One item in particular stands out in the presidential report:
8) (This directly from the advocacy committee which is active and has gone through a process of deciding what advocacy looks like in the first instance) A local History Advocacy Day will have been held (likely in February, 2018) and plans are under way for further activities and a day for 2019.
This point was elaborated on in the annual report.
8) The Advocacy Committee was active during the first part of the year, and held meetings to determine strategy and plans. The committee determined that advocacy includes collaborative and networked advocacy to the public, towns, regions, and the legislature. i.e. the MHA sets up opportunities and campaigns for people and organizations to participate in. Given limited resources and being new to the game, the committee decided the best strategy in the short term would be to a) meet legislators and b) advocate and encourage advocacy in the field for state legislation already proposed or in existence.
In the first instance, that was support for the Community Preservation Act. Members of the committee spoke with the Community Preservation Coalition and devised and implemented an advocacy plan that resulted in postcards being sent by the Pioneer Valley History Network members. Members of the committee spoke with Senator Eric Lesser about the act and also about funding for the Preservation Grants for Veterans Collections, Monuments and Memorials, which has run through the State Historical Records Advisory Board. Members of the committee also spoke at length with members of the staff at the Massachusetts cultural Council, learning more about the MCC’s grants that might be open to small organizations, and advocating for readily accessible funds to keep the doors open for tiny archives and museums.

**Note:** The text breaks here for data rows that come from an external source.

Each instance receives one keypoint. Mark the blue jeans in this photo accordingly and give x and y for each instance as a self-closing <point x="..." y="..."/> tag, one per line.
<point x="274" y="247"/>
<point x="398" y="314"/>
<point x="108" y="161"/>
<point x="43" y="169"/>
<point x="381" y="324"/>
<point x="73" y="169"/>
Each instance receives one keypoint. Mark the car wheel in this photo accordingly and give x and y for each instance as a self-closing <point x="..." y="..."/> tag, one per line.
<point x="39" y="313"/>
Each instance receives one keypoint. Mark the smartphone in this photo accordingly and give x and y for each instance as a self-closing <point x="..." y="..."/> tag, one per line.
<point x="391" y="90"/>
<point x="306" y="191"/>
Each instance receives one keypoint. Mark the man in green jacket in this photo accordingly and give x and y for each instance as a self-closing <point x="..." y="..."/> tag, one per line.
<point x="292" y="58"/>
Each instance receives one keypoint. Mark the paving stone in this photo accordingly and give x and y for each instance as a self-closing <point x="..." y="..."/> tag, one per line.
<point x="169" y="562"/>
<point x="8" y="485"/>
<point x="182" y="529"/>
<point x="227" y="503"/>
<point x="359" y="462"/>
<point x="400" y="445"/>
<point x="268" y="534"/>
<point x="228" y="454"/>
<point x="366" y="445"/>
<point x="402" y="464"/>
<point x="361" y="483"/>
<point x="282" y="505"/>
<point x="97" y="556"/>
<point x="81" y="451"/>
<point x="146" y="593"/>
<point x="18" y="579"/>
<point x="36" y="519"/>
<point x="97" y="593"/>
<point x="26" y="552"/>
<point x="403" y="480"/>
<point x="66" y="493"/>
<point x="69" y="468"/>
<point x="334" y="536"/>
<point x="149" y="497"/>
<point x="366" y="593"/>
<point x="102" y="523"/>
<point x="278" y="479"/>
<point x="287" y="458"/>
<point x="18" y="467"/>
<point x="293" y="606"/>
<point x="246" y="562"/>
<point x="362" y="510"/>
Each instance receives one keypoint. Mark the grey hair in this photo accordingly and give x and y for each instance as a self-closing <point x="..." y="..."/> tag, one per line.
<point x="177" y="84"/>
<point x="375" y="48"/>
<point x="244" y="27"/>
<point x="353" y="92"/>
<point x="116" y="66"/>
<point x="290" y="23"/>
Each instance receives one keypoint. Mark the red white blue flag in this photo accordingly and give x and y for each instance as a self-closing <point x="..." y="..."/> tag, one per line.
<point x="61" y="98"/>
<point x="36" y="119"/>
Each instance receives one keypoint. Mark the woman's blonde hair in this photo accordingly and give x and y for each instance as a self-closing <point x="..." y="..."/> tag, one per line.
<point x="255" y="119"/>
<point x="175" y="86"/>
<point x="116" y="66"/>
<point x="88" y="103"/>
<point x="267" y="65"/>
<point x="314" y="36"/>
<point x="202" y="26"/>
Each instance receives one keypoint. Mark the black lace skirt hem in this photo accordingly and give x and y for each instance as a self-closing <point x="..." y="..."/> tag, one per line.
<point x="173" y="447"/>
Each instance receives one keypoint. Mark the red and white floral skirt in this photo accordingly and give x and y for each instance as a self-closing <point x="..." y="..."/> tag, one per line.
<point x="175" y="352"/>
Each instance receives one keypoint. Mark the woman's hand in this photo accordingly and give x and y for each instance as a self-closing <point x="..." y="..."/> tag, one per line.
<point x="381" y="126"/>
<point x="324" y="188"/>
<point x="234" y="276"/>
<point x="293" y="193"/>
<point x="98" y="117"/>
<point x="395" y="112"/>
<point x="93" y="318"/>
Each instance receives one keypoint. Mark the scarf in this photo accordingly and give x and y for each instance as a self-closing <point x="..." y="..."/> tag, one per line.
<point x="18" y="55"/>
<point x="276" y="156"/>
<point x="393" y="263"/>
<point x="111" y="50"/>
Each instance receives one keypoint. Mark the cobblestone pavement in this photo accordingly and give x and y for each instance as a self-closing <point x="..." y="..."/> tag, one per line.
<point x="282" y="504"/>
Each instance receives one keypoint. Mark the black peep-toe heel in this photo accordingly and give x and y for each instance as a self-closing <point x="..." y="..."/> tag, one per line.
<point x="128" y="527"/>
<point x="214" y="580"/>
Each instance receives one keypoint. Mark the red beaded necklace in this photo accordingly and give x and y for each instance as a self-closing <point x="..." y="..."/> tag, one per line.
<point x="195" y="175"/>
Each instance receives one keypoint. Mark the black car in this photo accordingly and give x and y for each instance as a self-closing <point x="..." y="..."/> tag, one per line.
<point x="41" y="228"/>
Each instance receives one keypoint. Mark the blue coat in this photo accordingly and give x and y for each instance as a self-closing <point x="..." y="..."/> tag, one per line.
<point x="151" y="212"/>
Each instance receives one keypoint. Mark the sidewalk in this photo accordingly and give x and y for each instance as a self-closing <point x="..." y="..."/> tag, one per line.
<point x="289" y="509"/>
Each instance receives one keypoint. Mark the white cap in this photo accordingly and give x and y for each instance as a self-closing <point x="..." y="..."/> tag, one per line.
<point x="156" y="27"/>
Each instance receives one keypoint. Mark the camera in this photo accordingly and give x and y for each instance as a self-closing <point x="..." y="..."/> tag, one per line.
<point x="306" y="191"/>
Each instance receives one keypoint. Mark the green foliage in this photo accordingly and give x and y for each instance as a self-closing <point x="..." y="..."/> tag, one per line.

For me this is the heart and soul of the alliance. Yes there are issues about bylaws, 501(c)3, membership, and funding but for what purpose? To fulfill the actions indicated in item #8 starting by advocating on existing legislation.
In the months to come, it will be vitally important to track the successes and failure in this advocacy effort. In the meantime, it would be useful to know if any states have successful state-wide history advocacy groups.